The attention that Onitsha Market Literature has earned across the globe is strongly underscored by the following excerpt from the treatment of Marius Nkwohs Cocktail Ladies by the University of Kansas, United States: “This pamphlet is compiled from broadcasts made by Nkwoh over the Eastern Nigeria Broadcasting Corporation network. According to the introduction written by V. C. J. Mbah, these broadcasts, a combination of an editorial and a talk show, were deemed fairly controversial. Nkwohs positions on these issues, however, were considered to be well informed. Each chapter is a separate broadcast and the pamphlets title comes from the second chapter about cocktail ladies. This broadcast discusses a group of women known as cocktail ladies, a class that Nkwoh purports to be career women who have abandoned the idea of marriage and live off of sugar daddies and big men. Nkwoh describes them as human parasites, lazy drones, and good for nothings. Deceived by feminism and the promises of a fleeting beauty, these women infest every walk of life they now occupy. Nkwoh points to feminism as the main culprit, for it misleads cocktail ladies into thinking that women can and want to do everything that men do. As a result, these women have become birds of passage or changelings to every big man, according to the author. In pursuing their radical lifestyle, cocktail ladies contract diseases, lose husbands, serious boyfriends and jobs, and fail to play their true and proper role in society as dutiful assistants. Nkwoh explains, Women are made to help and not to nag, sap or impoverish men. They should not be a burden, nor nuisance, nor articles of commerce.

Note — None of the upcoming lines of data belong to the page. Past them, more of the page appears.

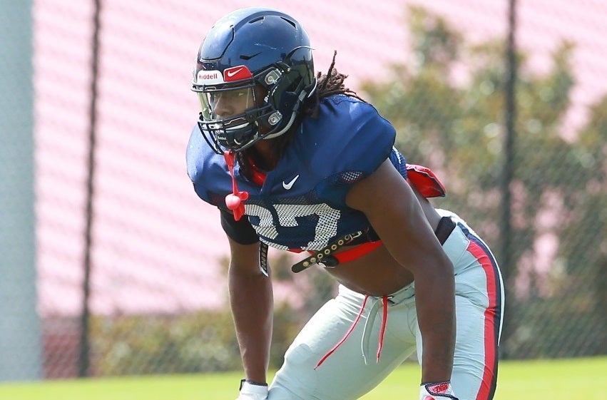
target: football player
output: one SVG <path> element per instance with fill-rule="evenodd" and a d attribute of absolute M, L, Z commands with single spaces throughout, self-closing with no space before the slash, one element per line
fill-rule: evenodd
<path fill-rule="evenodd" d="M 188 173 L 230 245 L 238 399 L 358 399 L 414 352 L 420 399 L 492 399 L 497 264 L 464 220 L 431 205 L 440 181 L 406 164 L 394 128 L 334 64 L 315 75 L 303 27 L 265 8 L 220 19 L 198 53 Z M 294 272 L 318 265 L 340 284 L 269 386 L 268 246 L 302 252 Z"/>

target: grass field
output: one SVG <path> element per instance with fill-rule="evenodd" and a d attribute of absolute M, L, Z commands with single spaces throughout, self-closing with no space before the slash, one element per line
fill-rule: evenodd
<path fill-rule="evenodd" d="M 362 400 L 417 399 L 419 370 L 406 364 Z M 494 400 L 607 400 L 607 357 L 504 361 Z M 240 373 L 0 384 L 2 400 L 234 400 Z M 464 399 L 462 399 L 464 400 Z"/>

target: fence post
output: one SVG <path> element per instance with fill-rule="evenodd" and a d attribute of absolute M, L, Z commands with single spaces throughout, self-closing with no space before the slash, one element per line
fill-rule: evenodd
<path fill-rule="evenodd" d="M 41 377 L 31 1 L 0 0 L 0 381 Z"/>

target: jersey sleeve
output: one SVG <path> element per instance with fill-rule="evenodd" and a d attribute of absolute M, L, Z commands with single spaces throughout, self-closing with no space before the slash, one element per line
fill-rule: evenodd
<path fill-rule="evenodd" d="M 190 135 L 185 151 L 188 176 L 196 194 L 204 201 L 225 208 L 224 199 L 231 185 L 223 157 L 216 154 L 203 138 L 198 125 Z"/>
<path fill-rule="evenodd" d="M 325 102 L 330 103 L 320 118 L 306 126 L 312 148 L 310 165 L 320 183 L 319 195 L 328 204 L 344 207 L 352 185 L 390 156 L 396 131 L 370 104 L 343 96 Z"/>

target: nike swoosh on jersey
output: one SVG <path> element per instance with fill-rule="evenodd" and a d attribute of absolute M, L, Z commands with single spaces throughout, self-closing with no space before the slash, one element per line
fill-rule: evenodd
<path fill-rule="evenodd" d="M 297 178 L 298 178 L 299 177 L 300 177 L 300 175 L 295 175 L 295 178 L 294 178 L 293 179 L 292 179 L 292 180 L 291 180 L 291 181 L 290 181 L 290 182 L 289 182 L 288 183 L 285 183 L 285 182 L 283 180 L 283 181 L 282 181 L 282 188 L 285 188 L 285 189 L 286 189 L 287 190 L 289 190 L 291 188 L 292 188 L 292 187 L 293 187 L 293 183 L 295 183 L 295 181 L 297 180 Z"/>

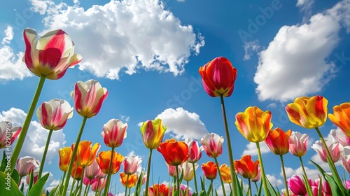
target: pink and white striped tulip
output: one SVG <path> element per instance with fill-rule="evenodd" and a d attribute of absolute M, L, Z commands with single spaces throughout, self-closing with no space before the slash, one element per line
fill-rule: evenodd
<path fill-rule="evenodd" d="M 53 99 L 38 106 L 36 115 L 45 129 L 59 130 L 64 127 L 68 118 L 73 116 L 73 108 L 66 100 Z"/>
<path fill-rule="evenodd" d="M 216 133 L 207 134 L 200 141 L 205 153 L 210 158 L 217 158 L 223 153 L 223 136 Z"/>
<path fill-rule="evenodd" d="M 332 157 L 332 161 L 336 162 L 340 158 L 340 155 L 344 150 L 344 147 L 338 141 L 332 141 L 329 140 L 325 140 L 326 145 L 328 148 L 328 150 Z M 321 160 L 324 162 L 327 162 L 327 155 L 326 150 L 323 149 L 323 146 L 321 141 L 316 141 L 311 148 L 314 148 L 315 151 L 318 154 Z"/>
<path fill-rule="evenodd" d="M 101 132 L 104 144 L 111 148 L 120 146 L 127 137 L 127 123 L 123 123 L 118 119 L 109 120 L 104 125 L 104 131 Z"/>
<path fill-rule="evenodd" d="M 350 138 L 347 137 L 340 127 L 330 130 L 330 134 L 343 146 L 350 146 Z"/>
<path fill-rule="evenodd" d="M 22 130 L 21 127 L 13 127 L 10 121 L 0 122 L 0 149 L 8 148 L 15 141 Z M 8 140 L 9 139 L 9 140 Z M 9 150 L 8 150 L 9 151 Z"/>
<path fill-rule="evenodd" d="M 189 138 L 185 139 L 185 143 L 188 146 L 190 151 L 190 158 L 187 160 L 187 162 L 190 163 L 197 162 L 202 158 L 203 146 L 200 147 L 198 142 Z"/>
<path fill-rule="evenodd" d="M 61 78 L 71 66 L 78 64 L 81 55 L 74 54 L 74 43 L 66 32 L 61 29 L 51 31 L 38 38 L 31 29 L 23 31 L 25 53 L 23 62 L 37 76 L 46 78 Z"/>
<path fill-rule="evenodd" d="M 76 112 L 83 117 L 95 116 L 101 109 L 102 103 L 107 98 L 108 92 L 95 80 L 76 83 L 71 96 L 74 99 Z"/>
<path fill-rule="evenodd" d="M 307 153 L 309 136 L 298 132 L 292 132 L 289 136 L 289 152 L 297 157 L 302 157 Z"/>
<path fill-rule="evenodd" d="M 124 173 L 125 174 L 132 175 L 137 172 L 140 167 L 142 159 L 136 155 L 130 155 L 124 158 L 122 161 L 122 167 L 124 167 Z"/>

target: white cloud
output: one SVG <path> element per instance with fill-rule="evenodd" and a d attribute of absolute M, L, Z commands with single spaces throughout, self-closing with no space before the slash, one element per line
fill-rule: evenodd
<path fill-rule="evenodd" d="M 261 50 L 261 47 L 259 45 L 259 41 L 257 39 L 244 43 L 243 48 L 244 48 L 244 60 L 250 60 L 253 53 L 258 53 Z"/>
<path fill-rule="evenodd" d="M 208 133 L 200 115 L 183 108 L 165 109 L 156 118 L 162 119 L 163 125 L 168 127 L 166 133 L 170 131 L 177 139 L 188 137 L 200 139 Z"/>
<path fill-rule="evenodd" d="M 5 30 L 6 36 L 2 39 L 3 46 L 0 46 L 0 81 L 22 80 L 25 77 L 31 77 L 33 74 L 26 67 L 22 61 L 24 53 L 15 53 L 7 44 L 10 44 L 13 38 L 13 27 L 8 26 Z"/>
<path fill-rule="evenodd" d="M 27 113 L 22 110 L 11 108 L 0 113 L 0 120 L 10 119 L 13 125 L 22 126 L 26 116 Z M 43 128 L 39 122 L 35 120 L 31 121 L 20 153 L 20 158 L 31 156 L 41 160 L 48 134 L 48 130 Z M 46 155 L 46 163 L 49 164 L 50 161 L 58 155 L 58 150 L 62 148 L 66 142 L 64 139 L 65 135 L 62 130 L 52 132 Z M 14 145 L 13 146 L 14 148 Z"/>
<path fill-rule="evenodd" d="M 309 23 L 279 29 L 259 53 L 254 82 L 260 101 L 314 94 L 335 77 L 335 64 L 327 58 L 339 41 L 343 15 L 337 16 L 326 11 L 311 17 Z"/>
<path fill-rule="evenodd" d="M 270 152 L 269 147 L 266 145 L 265 142 L 260 143 L 260 153 L 261 154 L 265 154 Z M 254 142 L 251 142 L 246 145 L 246 149 L 242 153 L 242 156 L 244 155 L 251 155 L 251 156 L 258 155 L 258 151 L 256 150 L 256 144 Z"/>
<path fill-rule="evenodd" d="M 37 1 L 46 2 L 47 29 L 64 29 L 83 56 L 79 69 L 99 77 L 119 79 L 121 73 L 140 69 L 181 74 L 204 44 L 200 34 L 182 24 L 159 0 L 111 1 L 86 10 L 76 4 L 31 1 L 40 13 L 45 6 Z"/>

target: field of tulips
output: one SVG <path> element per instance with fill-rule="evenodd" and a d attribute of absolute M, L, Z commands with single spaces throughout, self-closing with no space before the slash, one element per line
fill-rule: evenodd
<path fill-rule="evenodd" d="M 305 130 L 314 130 L 318 134 L 320 140 L 312 148 L 318 152 L 323 162 L 328 162 L 331 174 L 314 162 L 319 171 L 320 178 L 309 178 L 302 159 L 307 153 L 308 135 L 273 128 L 271 112 L 258 106 L 250 106 L 237 113 L 235 125 L 248 141 L 256 144 L 258 160 L 253 160 L 249 155 L 234 160 L 232 150 L 234 146 L 231 146 L 224 98 L 231 96 L 234 91 L 237 71 L 227 59 L 216 57 L 200 67 L 199 74 L 207 94 L 220 99 L 225 135 L 210 133 L 203 136 L 200 141 L 191 139 L 163 141 L 167 125 L 163 125 L 159 118 L 146 120 L 139 133 L 144 146 L 149 149 L 148 159 L 144 160 L 146 166 L 144 169 L 141 167 L 143 160 L 139 156 L 124 157 L 115 151 L 116 148 L 122 148 L 123 139 L 127 136 L 127 124 L 120 120 L 111 119 L 104 125 L 102 145 L 109 147 L 110 150 L 99 151 L 100 144 L 81 140 L 85 122 L 98 115 L 108 94 L 108 90 L 98 81 L 76 82 L 71 92 L 74 107 L 68 102 L 58 99 L 38 105 L 45 80 L 60 79 L 69 67 L 82 60 L 82 57 L 74 53 L 74 43 L 63 30 L 52 31 L 41 37 L 31 29 L 25 29 L 23 34 L 26 46 L 23 61 L 29 70 L 40 79 L 22 127 L 13 127 L 7 121 L 0 122 L 0 148 L 4 148 L 0 167 L 1 195 L 112 196 L 114 195 L 110 192 L 111 176 L 119 172 L 120 183 L 125 188 L 122 193 L 125 195 L 218 195 L 213 186 L 213 180 L 217 178 L 220 181 L 224 196 L 350 195 L 350 181 L 340 175 L 335 164 L 341 159 L 342 166 L 350 173 L 349 102 L 335 106 L 332 113 L 328 113 L 328 101 L 322 96 L 298 97 L 286 106 L 292 122 Z M 62 177 L 58 186 L 46 190 L 49 174 L 43 174 L 43 169 L 52 133 L 64 127 L 67 120 L 72 117 L 74 110 L 83 119 L 76 141 L 57 152 Z M 49 130 L 41 160 L 29 156 L 19 157 L 34 111 L 43 127 Z M 326 140 L 321 133 L 320 127 L 327 119 L 341 130 L 331 132 L 336 141 Z M 15 146 L 10 153 L 9 147 L 15 140 Z M 226 146 L 223 146 L 224 140 Z M 266 177 L 260 152 L 261 142 L 265 142 L 271 152 L 280 158 L 284 176 L 283 190 L 274 187 Z M 223 148 L 227 149 L 228 155 L 228 155 L 229 162 L 219 164 L 217 158 L 223 154 Z M 173 179 L 169 183 L 153 183 L 150 179 L 154 153 L 161 153 L 167 162 Z M 212 161 L 201 162 L 202 153 L 212 158 Z M 288 153 L 299 158 L 302 176 L 293 175 L 287 178 L 284 155 Z M 200 166 L 204 176 L 196 176 L 195 171 Z M 21 183 L 23 178 L 27 179 L 27 185 Z M 194 181 L 195 187 L 190 189 L 188 184 L 191 181 Z M 230 190 L 227 190 L 227 187 Z"/>

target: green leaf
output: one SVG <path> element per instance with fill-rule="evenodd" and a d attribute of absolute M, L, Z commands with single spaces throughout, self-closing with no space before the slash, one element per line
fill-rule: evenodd
<path fill-rule="evenodd" d="M 36 181 L 36 183 L 33 186 L 27 195 L 27 196 L 40 196 L 43 192 L 43 188 L 48 180 L 49 173 L 45 174 L 43 177 Z"/>
<path fill-rule="evenodd" d="M 23 196 L 23 193 L 18 189 L 18 186 L 11 178 L 9 173 L 0 172 L 0 192 L 1 195 Z"/>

There is still plenty of time for our women to think twice. However, he continues they should now face the facts around them and consider their life past, now and to come […] Nobody can ever cheat nature . . . I am advising those of them that are youthful enough and still marriageable to go now and marry. Other chapters include broadcasts about night marauders, hypocrites in our midst, road accidents and superstitions.”
Marius Nkwoh incidentally was among the early graduates of the University of Nigeria, Nsukka while CC Umeh took his degrees at the University of Ife (now Obafemi Awolowo University). It is crucial to point out that the writers who started out as pioneering playwrights and market literature beginners ended up having distinguished careers in the civil service and tertiary administration.
Marius Nkwoh of blessed memory had a distinguished career in the civil service while CC Umeh, whose daughter Sabina blazed a trail as the Most Beautiful Girl in Nigeria, served as an esteemed Registrar in an institution of higher learning and still teaches as a professor. Their homes are only some 100 metres away from our family compound in Umuchu, Anambra State.
Published as my backpage column of The Union, Sunday November 30, 2014.